The NAND circuit 112nd in FIG. 8 is a two-input NAND circuit, but the NAND circuit 112nd3 is a three-input NAND circuit.

The NAND circuit 112nd3 is a NAND circuit having three inputs. The NAND circuit 112nd3 has a PMOS transistor 112p31 and an NMOS transistor 112n21 in addition to the configuration of the NAND circuit 112nd.

The PMOS transistor 112p31 is provided in parallel with the PMOS transistor 112p3. The NMOS transistor 112n21 is provided in series between the NMOS transistor 112n2 and the NMOS transistor 112n3.

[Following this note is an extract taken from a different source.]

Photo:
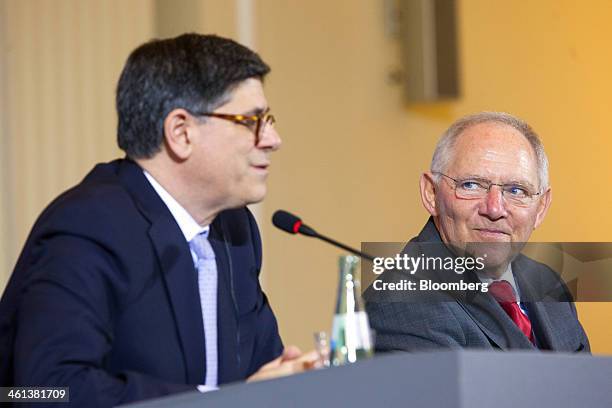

In the NAND circuit 112nd, two n-channel transistors are connected in series between the power supply potential Vdd and the common potential Vss. The load seen from the n-channel transistor to be turned on and off includes a resistive load (n-channel transistor) and a capacitive load (p-channel and n-channel transistors in the next stage). The load seen from the p-channel transistor to be turned on and off is only a capacitive load (p-channel and n-channel transistors in the next stage). Therefore, the NAND circuit 112nd is sensitive to a variation in the n-channel.

In the NAND circuit 112nd3, which is a three-input NAND circuit, two n-channel transistors are seen as serially resistive loads as viewed from the n-channel transistor to be turned on and off. The load seen from the p-channel transistor to be turned on and off has no series resistive load, as in the NAND circuit 112nd, which is a two-input NAND circuit. Therefore, by using the three-input NAND circuit, the sensitivity to a variation in the n-channel is further increased.

Modified Example of NOR Circuit

FIG. 41 is a circuit diagram for explaining a modified example of a NOR circuit 112nr as an example of the element circuit included in the inspection circuit of the inspection system according to the present embodiment. Specifically, FIG. 41 is a diagram for explaining a NOR circuit 112nr3 which is a modified example of the NOR circuit 112nr.

The NOR circuit 112nr in FIG. 9 is a two-input NOR circuit, but the NOR circuit 112nr3 is a three-input NOR circuit.

The NOR circuit 112nr3 is a NOR circuit having three inputs. The NOR circuit 112nr3 has a PMOS transistor 112p51 and an NMOS transistor 112n51 in addition to the configuration of the NOR circuit 112nr.

The PMOS transistor 112p51 is provided in series between the PMOS transistor 112p4 and the PMOS transistor 112p5. The NMOS transistor 112n51 is provided in parallel with the NMOS transistor 112n5.

In the NOR circuit 112nr, two p-channel transistors are connected in series between the power supply potential Vdd and the common potential Vss. The load seen from the p-channel transistor to be turned on and off includes a resistive load (p-channel transistor) and a capacitive load (p-channel and n-channel transistors in the next stage). The load seen from the n-channel transistor to be turned on and off is only a capacitive load (p-channel and n-channel transistors in the next stage). Therefore, the NOR circuit 112nr is sensitive to a variation in the p-channel.

In the NOR circuit 112nr3, which is a three-input NOR circuit, two p-channel transistors are seen as serially resistive loads as viewed from the p-channel transistor to be turned on and off. The load seen from the n-channel transistor to be turned on and off has no series resistive load, as in the NOR circuit 112nr, which is a two-input NOR circuit. Therefore, by using the three-input NOR circuit, the sensitivity to a variation in the p-channel is further increased.

In the above description, the NAND circuit or the NOR circuit having three inputs is described, but the inputs may be four or more inputs. Further, as in Modified Example 1, the transistors connected to the inputs of the respective circuits may be changed, and the number of transistors for fixing the gate potential may also be changed.

The inspection system and inspection method according to the embodiment disclosed herein is merely an example in all respects and should not be construed as being limited thereto. The above-described embodiments may be modified and improved in various forms without departing from the scope and spirit of the appended claims. The matters described in the plurality of embodiments can be combined with each other within a range not inconsistent with each other.